Current ICH guidelines, e.g. ICH E6 (R3), advocate a risk-based statistical review of clinical trial data to identify anomalies. The open-source R package, clinical trial anomaly spotter (CTAS) has been developed by Bayer and the Intercompany Quality Analytics (IMPALA) consortium, helps detect inconsistencies in subject time series data at both site and subject levels, facilitating timely intervention.

Methods

CTAS analyzes time series of equal length. Each subject-level time series is summarized as six optional scalars: mean, standard deviation, range, relative unique value count, autocorrelation and local outlier factor. To detect site-level anomalies, sites can be scored using 3 different scoring methods. The performance of the CTAS algorithm was tested using simulations, artificially introducing site anomalies of various types and degrees into clinical trial data sets.

Results

We found that CTAS can reliably detect site anomalies depending on the degree of the anomaly introduced.
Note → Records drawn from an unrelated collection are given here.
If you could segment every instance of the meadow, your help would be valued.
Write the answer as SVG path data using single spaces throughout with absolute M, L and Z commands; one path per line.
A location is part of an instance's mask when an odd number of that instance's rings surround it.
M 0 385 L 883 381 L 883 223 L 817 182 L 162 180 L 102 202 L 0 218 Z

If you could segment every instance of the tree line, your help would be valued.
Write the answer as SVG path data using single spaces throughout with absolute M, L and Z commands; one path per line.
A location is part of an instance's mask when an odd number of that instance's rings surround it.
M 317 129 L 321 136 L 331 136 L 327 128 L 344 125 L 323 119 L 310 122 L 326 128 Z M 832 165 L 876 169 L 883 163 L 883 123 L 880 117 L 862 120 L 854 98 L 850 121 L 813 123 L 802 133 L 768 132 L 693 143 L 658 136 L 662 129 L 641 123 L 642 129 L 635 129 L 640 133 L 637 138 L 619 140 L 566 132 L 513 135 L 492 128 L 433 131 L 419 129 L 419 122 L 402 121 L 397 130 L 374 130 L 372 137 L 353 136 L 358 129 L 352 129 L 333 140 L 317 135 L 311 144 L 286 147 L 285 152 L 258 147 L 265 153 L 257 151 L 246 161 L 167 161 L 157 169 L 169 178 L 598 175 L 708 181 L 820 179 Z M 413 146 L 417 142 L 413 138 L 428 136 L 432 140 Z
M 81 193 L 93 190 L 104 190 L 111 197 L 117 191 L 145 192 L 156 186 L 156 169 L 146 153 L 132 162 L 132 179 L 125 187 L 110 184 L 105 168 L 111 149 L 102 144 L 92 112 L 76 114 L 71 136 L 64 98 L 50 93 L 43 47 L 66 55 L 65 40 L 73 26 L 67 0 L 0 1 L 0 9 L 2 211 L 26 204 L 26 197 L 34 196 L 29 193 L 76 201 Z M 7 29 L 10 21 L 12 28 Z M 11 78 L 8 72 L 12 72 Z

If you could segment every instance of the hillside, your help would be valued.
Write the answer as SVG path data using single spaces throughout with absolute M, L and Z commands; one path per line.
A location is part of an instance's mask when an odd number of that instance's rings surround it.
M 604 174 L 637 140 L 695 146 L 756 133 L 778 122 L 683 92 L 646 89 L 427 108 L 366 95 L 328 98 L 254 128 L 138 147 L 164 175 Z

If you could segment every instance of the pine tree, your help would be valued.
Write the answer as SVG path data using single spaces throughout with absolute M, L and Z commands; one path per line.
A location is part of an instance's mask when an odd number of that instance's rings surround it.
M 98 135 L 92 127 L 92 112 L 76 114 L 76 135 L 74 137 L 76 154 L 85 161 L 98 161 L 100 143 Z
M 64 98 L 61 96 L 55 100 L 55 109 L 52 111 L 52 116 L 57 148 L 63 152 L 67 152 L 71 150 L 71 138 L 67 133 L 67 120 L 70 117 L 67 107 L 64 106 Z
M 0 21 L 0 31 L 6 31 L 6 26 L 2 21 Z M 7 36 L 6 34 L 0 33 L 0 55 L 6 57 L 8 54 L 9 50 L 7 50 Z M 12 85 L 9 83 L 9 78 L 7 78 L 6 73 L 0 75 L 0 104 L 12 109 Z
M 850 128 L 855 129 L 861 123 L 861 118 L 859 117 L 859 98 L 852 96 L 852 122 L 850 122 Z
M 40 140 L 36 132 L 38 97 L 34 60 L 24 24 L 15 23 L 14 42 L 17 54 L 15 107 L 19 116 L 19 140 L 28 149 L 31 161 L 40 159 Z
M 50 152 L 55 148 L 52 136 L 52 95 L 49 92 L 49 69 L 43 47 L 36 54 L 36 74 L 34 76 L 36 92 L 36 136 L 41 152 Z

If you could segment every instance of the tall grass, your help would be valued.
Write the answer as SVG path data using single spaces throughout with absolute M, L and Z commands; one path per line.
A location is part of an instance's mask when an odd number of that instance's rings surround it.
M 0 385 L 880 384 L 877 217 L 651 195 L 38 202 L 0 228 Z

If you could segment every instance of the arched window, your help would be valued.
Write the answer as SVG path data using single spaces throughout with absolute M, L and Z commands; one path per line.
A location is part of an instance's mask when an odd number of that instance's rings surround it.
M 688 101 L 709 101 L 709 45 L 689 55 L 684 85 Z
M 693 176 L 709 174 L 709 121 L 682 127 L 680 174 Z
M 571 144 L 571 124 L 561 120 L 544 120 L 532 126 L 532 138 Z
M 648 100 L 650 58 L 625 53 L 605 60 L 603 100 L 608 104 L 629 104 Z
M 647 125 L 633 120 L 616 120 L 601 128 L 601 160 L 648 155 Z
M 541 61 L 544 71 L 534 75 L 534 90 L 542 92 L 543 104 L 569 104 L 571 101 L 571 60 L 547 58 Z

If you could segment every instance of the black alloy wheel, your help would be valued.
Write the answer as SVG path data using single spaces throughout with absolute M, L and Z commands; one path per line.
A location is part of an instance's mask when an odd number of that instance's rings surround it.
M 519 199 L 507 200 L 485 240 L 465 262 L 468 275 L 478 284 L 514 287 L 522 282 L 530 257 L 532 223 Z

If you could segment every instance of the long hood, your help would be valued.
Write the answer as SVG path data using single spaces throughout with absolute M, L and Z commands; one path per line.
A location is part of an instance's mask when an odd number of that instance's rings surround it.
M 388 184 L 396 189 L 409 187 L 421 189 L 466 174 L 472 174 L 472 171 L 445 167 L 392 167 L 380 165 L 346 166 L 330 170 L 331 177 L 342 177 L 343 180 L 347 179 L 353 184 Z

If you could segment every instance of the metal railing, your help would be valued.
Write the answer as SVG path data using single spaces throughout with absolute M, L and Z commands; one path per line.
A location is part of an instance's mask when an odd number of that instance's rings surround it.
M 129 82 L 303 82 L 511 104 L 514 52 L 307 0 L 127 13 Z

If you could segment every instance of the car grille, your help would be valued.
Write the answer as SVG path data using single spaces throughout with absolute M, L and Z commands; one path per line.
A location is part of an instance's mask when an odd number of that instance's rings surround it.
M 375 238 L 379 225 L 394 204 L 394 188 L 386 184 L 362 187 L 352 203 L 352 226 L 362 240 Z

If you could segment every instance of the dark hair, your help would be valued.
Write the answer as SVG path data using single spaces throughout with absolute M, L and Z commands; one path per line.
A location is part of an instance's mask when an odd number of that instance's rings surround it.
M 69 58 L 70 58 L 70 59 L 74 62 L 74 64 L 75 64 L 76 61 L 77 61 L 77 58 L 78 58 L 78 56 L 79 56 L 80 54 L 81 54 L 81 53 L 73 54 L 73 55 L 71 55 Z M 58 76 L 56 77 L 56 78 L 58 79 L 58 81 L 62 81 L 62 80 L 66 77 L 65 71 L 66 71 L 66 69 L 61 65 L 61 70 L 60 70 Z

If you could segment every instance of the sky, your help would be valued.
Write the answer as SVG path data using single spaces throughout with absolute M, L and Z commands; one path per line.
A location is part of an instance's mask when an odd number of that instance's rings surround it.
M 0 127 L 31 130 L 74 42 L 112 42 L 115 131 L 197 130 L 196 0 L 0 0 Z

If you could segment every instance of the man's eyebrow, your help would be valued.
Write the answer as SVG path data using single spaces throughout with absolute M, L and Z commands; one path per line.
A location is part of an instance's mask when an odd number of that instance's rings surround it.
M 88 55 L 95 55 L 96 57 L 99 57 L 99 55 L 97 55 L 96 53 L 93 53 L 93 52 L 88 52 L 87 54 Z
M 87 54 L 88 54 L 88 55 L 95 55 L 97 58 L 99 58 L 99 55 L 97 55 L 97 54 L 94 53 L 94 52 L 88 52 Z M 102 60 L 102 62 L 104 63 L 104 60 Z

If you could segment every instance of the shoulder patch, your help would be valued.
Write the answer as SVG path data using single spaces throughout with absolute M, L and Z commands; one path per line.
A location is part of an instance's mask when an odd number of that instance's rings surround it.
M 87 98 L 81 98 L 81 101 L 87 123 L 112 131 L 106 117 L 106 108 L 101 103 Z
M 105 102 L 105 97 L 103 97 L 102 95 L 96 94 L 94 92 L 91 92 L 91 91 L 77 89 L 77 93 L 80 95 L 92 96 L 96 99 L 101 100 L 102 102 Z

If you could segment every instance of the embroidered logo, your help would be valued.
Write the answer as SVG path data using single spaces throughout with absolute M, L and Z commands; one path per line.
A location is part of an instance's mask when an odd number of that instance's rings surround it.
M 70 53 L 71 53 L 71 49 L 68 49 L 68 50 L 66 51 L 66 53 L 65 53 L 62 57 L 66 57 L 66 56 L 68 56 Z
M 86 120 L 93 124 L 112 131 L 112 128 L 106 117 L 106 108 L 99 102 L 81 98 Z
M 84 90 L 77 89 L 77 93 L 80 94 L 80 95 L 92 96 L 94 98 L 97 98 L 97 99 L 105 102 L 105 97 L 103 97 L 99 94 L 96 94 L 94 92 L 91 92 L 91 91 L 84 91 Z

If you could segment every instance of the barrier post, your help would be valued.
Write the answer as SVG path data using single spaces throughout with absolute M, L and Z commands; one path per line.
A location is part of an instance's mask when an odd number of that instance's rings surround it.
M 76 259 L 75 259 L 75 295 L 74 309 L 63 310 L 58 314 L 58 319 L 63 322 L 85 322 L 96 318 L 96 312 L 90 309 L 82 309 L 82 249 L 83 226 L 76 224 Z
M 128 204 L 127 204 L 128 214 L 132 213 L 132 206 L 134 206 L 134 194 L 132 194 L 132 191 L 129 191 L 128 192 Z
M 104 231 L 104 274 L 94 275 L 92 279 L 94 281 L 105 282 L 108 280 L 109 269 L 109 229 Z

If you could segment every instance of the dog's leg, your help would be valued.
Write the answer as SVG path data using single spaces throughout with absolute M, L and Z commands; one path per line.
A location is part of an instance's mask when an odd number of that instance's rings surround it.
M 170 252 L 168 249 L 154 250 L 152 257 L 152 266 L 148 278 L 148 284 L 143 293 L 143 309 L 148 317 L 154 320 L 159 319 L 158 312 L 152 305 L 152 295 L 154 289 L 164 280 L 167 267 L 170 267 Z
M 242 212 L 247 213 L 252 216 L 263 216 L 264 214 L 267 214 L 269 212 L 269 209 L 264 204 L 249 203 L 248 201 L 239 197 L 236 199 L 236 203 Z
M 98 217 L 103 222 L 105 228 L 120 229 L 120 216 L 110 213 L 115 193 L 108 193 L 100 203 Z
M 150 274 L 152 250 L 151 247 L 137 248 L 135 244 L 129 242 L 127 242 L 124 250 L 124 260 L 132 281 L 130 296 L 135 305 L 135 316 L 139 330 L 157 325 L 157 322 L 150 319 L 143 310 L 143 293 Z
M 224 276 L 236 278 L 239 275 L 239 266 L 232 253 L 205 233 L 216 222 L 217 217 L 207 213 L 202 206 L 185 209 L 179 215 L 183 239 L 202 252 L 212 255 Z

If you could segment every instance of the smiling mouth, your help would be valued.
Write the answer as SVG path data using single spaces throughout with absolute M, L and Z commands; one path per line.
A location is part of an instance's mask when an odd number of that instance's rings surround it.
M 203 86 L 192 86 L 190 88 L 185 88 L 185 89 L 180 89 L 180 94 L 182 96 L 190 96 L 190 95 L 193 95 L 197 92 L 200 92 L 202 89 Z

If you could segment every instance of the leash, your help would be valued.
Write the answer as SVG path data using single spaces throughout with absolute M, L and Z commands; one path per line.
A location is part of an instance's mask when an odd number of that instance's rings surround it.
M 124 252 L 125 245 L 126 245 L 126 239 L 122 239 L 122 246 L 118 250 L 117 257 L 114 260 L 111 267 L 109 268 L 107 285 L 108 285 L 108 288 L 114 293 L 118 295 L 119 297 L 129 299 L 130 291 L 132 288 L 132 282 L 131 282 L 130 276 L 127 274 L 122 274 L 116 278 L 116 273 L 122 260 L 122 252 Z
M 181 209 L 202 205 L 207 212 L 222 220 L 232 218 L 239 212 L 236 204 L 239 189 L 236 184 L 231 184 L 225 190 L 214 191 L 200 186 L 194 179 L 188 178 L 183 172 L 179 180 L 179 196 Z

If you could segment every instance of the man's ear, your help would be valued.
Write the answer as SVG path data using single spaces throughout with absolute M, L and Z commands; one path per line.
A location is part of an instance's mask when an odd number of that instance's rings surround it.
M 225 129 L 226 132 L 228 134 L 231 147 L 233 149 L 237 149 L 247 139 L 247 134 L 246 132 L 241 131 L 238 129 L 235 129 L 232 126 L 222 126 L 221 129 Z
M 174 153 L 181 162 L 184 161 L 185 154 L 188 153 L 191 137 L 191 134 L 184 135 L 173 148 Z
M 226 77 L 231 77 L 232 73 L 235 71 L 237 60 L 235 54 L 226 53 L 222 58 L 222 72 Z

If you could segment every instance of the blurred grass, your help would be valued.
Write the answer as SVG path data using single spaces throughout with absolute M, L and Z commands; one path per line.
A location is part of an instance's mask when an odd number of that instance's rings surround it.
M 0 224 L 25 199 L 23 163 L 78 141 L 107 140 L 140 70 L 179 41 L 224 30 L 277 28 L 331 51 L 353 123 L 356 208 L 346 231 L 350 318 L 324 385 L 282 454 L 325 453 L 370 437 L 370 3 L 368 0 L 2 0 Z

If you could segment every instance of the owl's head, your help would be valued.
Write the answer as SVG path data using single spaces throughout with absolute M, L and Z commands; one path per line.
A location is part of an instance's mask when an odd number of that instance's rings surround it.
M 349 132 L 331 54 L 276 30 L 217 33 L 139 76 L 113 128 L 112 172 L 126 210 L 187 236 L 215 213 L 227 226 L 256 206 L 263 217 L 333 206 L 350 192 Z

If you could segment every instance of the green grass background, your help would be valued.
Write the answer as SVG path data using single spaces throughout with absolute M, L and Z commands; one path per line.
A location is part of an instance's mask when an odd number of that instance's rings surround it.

Less complex anomalies such as mean were easier to detect than complex outlier such as local outlier factor. The three scoring methods differed in their ability to detect anomalous sites with a small number of patients and their false positive rates.

Conclusions

CTAS is a valuable tool for timely detection of outliers in clinical data, suitable for integration into risk-based strategies. Choosing the appropriate site anomaly scoring method is crucial for handling sites with fewer subjects effectively.